За стенкой начинают рыдать еще более бурно.
— Что бы ты там ни придумал, в свою постель я ее не положу. — Не надо бы Хетти этого говорить, она ступает на опасную территорию, сама это хорошо понимает, но удержаться не может.
— Господь с тобой, Хетти, ничего подобного у меня и в мыслях не было, — говорит Мартин. — Ты ведь не знаешь, о чем я думаю.
Вечно Хетти кажется, будто она знает, что происходит в его голове, и как же его это злит! Оба они принимают снотворное. Хетти засыпает, Мартин нет.
Мартина пугают его собственные мысли. Агнешкины слезы его возбуждают. Вскочить бы нагишом с постели и прямо сейчас оттрахать ее.

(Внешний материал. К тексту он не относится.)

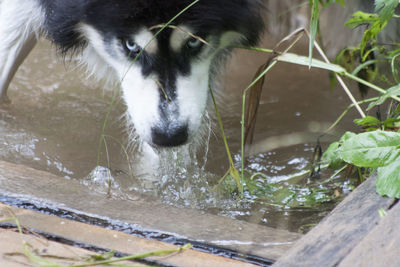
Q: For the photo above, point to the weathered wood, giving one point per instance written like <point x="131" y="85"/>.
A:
<point x="143" y="213"/>
<point x="381" y="247"/>
<point x="12" y="249"/>
<point x="104" y="238"/>
<point x="331" y="240"/>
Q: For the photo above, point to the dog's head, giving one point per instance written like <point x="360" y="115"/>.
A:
<point x="164" y="77"/>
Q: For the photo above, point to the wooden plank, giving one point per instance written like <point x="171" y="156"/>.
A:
<point x="12" y="249"/>
<point x="143" y="213"/>
<point x="337" y="234"/>
<point x="381" y="247"/>
<point x="113" y="240"/>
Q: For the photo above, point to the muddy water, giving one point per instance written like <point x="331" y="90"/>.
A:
<point x="56" y="117"/>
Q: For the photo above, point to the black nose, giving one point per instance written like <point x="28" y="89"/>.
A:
<point x="169" y="136"/>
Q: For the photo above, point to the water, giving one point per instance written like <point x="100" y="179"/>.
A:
<point x="56" y="117"/>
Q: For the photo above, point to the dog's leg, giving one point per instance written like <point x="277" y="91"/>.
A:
<point x="20" y="23"/>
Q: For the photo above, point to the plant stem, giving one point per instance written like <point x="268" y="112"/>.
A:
<point x="371" y="85"/>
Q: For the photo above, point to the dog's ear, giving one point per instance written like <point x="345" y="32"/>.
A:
<point x="251" y="22"/>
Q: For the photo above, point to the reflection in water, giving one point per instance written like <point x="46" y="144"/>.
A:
<point x="54" y="123"/>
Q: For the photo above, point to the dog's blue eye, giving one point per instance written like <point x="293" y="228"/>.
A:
<point x="194" y="43"/>
<point x="132" y="47"/>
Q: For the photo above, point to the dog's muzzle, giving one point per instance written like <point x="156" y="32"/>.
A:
<point x="170" y="136"/>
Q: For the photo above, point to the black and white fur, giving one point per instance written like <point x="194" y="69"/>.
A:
<point x="166" y="90"/>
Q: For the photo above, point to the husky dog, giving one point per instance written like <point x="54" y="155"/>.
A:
<point x="164" y="77"/>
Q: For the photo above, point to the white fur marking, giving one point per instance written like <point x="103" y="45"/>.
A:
<point x="178" y="37"/>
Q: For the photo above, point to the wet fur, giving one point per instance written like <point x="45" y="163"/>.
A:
<point x="95" y="31"/>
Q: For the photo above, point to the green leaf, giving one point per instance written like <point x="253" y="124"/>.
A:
<point x="331" y="156"/>
<point x="313" y="27"/>
<point x="388" y="182"/>
<point x="368" y="121"/>
<point x="301" y="60"/>
<point x="360" y="18"/>
<point x="386" y="8"/>
<point x="346" y="136"/>
<point x="371" y="149"/>
<point x="391" y="122"/>
<point x="393" y="91"/>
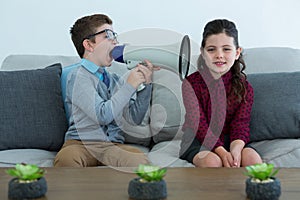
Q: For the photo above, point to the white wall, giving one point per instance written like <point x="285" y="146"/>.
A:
<point x="42" y="27"/>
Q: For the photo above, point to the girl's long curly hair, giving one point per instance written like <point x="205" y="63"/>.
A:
<point x="238" y="76"/>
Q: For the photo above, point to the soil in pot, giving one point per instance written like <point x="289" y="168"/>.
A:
<point x="26" y="190"/>
<point x="147" y="190"/>
<point x="263" y="190"/>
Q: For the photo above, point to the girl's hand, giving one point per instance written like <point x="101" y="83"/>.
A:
<point x="225" y="156"/>
<point x="236" y="148"/>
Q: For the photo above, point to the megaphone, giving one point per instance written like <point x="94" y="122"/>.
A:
<point x="174" y="57"/>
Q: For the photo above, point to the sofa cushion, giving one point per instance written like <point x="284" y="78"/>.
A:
<point x="32" y="111"/>
<point x="282" y="153"/>
<point x="167" y="109"/>
<point x="276" y="108"/>
<point x="42" y="158"/>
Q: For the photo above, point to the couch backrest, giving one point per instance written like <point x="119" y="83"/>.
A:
<point x="166" y="115"/>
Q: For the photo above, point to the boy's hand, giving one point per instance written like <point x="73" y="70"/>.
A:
<point x="135" y="78"/>
<point x="147" y="70"/>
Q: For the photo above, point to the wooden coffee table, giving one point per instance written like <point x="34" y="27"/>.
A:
<point x="182" y="183"/>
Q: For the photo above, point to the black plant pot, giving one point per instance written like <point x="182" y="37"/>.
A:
<point x="147" y="190"/>
<point x="27" y="190"/>
<point x="263" y="191"/>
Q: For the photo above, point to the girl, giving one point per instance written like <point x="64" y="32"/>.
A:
<point x="218" y="101"/>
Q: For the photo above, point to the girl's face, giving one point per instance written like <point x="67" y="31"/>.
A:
<point x="219" y="54"/>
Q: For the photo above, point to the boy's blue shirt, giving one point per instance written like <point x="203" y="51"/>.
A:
<point x="95" y="118"/>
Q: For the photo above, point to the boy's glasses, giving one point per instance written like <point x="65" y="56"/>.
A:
<point x="109" y="34"/>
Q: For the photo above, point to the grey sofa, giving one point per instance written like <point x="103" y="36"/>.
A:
<point x="33" y="119"/>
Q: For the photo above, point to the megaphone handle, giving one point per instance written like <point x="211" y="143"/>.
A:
<point x="140" y="87"/>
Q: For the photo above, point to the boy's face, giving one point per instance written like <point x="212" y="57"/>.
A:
<point x="99" y="51"/>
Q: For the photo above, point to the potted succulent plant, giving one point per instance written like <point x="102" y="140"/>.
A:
<point x="149" y="185"/>
<point x="262" y="183"/>
<point x="29" y="182"/>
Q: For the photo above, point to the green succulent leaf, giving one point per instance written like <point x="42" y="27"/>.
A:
<point x="150" y="173"/>
<point x="26" y="172"/>
<point x="262" y="171"/>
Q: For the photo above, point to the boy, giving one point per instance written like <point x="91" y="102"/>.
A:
<point x="96" y="101"/>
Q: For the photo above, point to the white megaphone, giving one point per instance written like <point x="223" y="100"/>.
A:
<point x="174" y="57"/>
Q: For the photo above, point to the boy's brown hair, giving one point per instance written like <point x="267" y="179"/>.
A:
<point x="86" y="26"/>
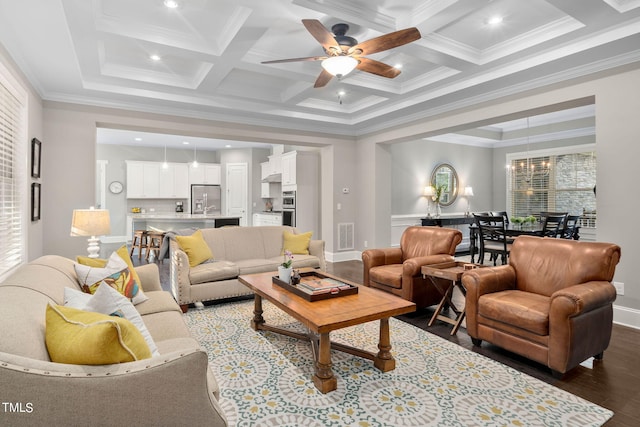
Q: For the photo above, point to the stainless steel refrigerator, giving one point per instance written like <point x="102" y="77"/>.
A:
<point x="206" y="199"/>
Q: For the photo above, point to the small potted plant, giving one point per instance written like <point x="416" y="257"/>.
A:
<point x="517" y="220"/>
<point x="284" y="269"/>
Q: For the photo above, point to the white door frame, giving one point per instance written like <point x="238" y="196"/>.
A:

Она бы тогда перестала плакать.
Он мечтает об этом в журнале все дни напролет. Агнешка ведь его жена.
На днях она гладила, склонившись над гладильной доской, на ней была желтая кожаная юбка Хетти. Длинные ноги — голые, он видел, как играют ее мускулы выше колен сзади, и ему пришлось уйти в ванную, чтобы успокоиться. Нет, нет, он любит Хетти. Он не любит Агнешку. Хетти его женщина, ради нее он отказывается от встреч с девушками, которые заговаривают с ним на конференциях. Хетти мать его ребенка — Хетти, а не Агнешка, хотя, без сомнения, Агнешка больше заботится о Китти, чем Хетти. Китти уже знает довольно много слов, она произносит их чуть нараспев, как Агнешка, и чуть пришепетывает. “Боззе мой!” — лепечет она, копируя Агнешку. Хетти она не подражает, не чертыхается. Знает, что лучшее украшение маленькой девочки — добрый нрав и милота, а вовсе не напористая самоуверенность Хетти.